I am trying to compute for Annual Water Yield for the entire Ghana as my study area. However, some of my input data has some No data areas. For instance, the Soil Grids data has NoData values for water bodies, Worldclim and DEM also has some NoData values.
How can I fill these NoData value areas with values as output will have no data when left without NoData.
NB: I have tried filling the NoData values areas using Arcmap map algebra but the output has minimum and maximum values different from the input data.
I use the operation below in raster calculator:
Con(IsNull(“raster”), FocalStatistics(“raster”, NbrRectangle (5,5, “CELL”), “MEAN”), “raster”)
How to fill areas of NoData depends on which input you’re working with.
In the Working with the DEM section of the User Guide, I give a few ideas for how to fill holes in the DEM. It is often the case that the resulting map will have minimum and/or maximum values that are a bit different than the input data.
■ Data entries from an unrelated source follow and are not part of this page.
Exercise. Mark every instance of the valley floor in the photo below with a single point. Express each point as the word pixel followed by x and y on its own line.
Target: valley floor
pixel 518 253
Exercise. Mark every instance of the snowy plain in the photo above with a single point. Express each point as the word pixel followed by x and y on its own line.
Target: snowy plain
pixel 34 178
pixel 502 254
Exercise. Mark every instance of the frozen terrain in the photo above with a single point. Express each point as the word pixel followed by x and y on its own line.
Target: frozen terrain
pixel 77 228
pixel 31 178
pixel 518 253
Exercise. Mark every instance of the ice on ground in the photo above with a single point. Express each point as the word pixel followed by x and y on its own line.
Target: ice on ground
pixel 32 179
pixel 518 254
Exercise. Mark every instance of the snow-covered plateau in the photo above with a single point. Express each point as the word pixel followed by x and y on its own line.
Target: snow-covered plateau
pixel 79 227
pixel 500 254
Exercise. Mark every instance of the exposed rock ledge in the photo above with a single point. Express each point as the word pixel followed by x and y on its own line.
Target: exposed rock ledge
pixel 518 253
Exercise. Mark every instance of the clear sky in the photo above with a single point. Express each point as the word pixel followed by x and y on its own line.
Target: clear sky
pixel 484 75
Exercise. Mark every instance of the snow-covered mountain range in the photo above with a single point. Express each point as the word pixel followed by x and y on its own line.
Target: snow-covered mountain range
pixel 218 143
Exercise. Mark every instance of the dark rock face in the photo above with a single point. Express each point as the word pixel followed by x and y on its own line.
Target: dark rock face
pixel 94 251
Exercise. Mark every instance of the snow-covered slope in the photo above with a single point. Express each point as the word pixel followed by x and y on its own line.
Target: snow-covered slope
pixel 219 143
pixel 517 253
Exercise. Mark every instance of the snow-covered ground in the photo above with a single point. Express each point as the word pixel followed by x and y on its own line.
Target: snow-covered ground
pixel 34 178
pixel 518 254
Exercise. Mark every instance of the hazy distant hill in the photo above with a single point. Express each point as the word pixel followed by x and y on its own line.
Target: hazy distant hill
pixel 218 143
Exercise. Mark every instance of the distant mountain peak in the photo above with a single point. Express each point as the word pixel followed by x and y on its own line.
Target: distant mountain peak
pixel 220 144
This also happens any time you reproject or resample a DEM. In general, this isn’t a problem, unless the difference is very large and just looks wrong.
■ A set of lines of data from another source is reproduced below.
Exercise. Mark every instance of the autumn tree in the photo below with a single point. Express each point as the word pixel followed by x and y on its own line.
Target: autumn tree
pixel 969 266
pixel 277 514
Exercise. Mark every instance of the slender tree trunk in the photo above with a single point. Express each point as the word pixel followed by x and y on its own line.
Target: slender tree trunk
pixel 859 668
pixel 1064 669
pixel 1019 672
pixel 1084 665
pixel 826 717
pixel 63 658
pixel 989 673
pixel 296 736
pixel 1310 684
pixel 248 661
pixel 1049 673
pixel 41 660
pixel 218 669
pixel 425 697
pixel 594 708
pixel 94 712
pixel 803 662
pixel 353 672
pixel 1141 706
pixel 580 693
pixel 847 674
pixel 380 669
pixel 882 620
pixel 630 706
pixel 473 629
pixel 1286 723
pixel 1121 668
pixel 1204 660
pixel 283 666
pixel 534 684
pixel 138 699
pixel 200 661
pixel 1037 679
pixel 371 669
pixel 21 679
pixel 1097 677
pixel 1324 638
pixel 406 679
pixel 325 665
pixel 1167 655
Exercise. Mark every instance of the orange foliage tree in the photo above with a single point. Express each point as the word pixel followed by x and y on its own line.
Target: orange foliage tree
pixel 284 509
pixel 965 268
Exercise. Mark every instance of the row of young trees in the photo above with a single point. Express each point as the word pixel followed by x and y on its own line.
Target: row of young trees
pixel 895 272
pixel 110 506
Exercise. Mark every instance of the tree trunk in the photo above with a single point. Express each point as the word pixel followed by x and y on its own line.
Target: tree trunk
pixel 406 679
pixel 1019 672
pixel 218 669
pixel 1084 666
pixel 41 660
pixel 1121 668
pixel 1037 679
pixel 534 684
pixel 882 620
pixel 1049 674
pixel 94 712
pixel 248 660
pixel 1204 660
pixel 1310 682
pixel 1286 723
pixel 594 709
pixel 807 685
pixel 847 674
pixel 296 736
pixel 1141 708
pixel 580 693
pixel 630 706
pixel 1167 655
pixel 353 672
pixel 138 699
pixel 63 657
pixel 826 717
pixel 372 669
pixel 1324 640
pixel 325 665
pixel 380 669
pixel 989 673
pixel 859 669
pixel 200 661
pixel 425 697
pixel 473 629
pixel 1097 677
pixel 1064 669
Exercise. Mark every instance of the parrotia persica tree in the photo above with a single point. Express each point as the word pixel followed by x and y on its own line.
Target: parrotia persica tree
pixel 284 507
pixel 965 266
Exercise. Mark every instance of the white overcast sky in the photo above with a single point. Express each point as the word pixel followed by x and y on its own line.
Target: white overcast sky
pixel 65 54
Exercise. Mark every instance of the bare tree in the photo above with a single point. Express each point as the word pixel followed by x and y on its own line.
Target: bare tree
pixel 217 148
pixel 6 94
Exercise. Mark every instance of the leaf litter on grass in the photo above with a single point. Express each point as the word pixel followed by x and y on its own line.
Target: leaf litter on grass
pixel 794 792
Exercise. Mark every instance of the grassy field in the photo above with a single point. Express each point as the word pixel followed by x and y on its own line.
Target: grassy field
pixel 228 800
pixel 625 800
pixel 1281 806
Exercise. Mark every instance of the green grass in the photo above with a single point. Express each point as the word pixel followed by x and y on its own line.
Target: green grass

Soil data is a bit trickier, and honestly I haven’t come up with a good way of doing it at a large scale, using the latest SoilGrids data. (It was somewhat easier when soil data was provided by polygons that had a single value across large areas). If you’re working with a relatively small area, or there aren’t many holes, it might be easy enough to assign each NoData area the dominant soil value that is around the NoData hole. I’ve also tried several GIS methods (interpolation, Nibble in ArcGIS, Close gaps in QGIS…) and they all produce results that look weird. In particular, we don’t want to assign values that have a lot of detail that we’re not at all confident in, which methods like interpolation do.
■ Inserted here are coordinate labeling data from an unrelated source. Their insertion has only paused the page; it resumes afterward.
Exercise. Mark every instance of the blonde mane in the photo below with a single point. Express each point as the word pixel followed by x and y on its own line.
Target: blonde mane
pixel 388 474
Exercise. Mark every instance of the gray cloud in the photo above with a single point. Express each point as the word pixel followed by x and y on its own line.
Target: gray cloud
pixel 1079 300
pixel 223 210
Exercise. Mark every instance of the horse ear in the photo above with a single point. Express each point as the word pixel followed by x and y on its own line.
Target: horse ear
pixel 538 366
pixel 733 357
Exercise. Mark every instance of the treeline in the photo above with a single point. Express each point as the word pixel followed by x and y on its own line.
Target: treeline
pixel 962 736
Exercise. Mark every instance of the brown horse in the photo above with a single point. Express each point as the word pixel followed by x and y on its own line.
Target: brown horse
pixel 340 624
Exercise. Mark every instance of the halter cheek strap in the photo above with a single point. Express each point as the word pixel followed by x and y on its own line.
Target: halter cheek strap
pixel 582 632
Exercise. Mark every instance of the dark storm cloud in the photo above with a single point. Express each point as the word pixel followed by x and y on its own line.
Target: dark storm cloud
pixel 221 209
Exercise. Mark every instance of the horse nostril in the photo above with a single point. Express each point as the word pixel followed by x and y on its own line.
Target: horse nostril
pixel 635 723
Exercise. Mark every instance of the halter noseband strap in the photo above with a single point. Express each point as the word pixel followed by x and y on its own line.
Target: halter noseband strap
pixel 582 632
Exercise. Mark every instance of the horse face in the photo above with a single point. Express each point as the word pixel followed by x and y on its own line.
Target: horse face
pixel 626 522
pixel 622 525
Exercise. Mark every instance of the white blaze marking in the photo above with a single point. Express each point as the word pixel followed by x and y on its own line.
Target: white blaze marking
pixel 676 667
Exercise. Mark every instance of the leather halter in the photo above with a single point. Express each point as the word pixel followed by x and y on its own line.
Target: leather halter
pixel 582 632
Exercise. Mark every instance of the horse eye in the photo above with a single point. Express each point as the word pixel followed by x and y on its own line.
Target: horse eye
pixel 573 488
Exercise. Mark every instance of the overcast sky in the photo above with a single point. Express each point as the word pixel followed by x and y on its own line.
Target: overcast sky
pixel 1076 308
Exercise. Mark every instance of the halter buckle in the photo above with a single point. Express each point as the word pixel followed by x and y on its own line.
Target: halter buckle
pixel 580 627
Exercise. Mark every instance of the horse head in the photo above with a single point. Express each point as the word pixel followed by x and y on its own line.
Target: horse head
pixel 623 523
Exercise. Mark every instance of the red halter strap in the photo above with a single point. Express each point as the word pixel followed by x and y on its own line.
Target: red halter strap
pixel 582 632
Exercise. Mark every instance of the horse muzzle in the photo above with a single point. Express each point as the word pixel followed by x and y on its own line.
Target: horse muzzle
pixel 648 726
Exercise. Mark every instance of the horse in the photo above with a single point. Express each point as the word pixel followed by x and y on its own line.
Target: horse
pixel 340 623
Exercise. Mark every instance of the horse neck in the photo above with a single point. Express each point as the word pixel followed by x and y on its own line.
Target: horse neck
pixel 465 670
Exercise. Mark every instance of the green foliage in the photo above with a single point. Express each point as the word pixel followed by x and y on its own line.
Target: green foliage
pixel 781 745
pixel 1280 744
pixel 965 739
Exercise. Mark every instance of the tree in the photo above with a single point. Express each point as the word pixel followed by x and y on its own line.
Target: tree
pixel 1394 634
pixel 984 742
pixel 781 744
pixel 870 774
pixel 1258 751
If you happen to have information outside of SoilGrids to help assign those values, you can do that too. For example, if you can find documentation about the soil depth beneath a large water body, you could assign that value to the entire NoData area under that water body. That’s not common, but possible.
It is also simply a limitation of our current soil datasets that they have holes. So while it is problematic for our modeling, I have also just left the holes, and listed that as a limitation of the input data. Which isn’t very satisfying, but it’s a real issue that it’s good to draw attention to.
I’d be very interested to hear if anyone has ideas for how to fill holes in SoilGrids data across large areas, in a way that we can have some confidence in the results.
Hi @swolny, thank you for the response.
I have been able to find a way around it with this map algebra expression: Con(IsNull(“raster”), FocalStatistics(“raster”, NbrRectangle (5,5, “CELL”), “MAJORITY”), “raster”).
So instead of “MEAN”, I changed the focal statistics to “MAJORITY” and through that I have been able to fill all the NoData areas for my input dataset. It is good to point out that the min and max values of the original data were not altered in the final output.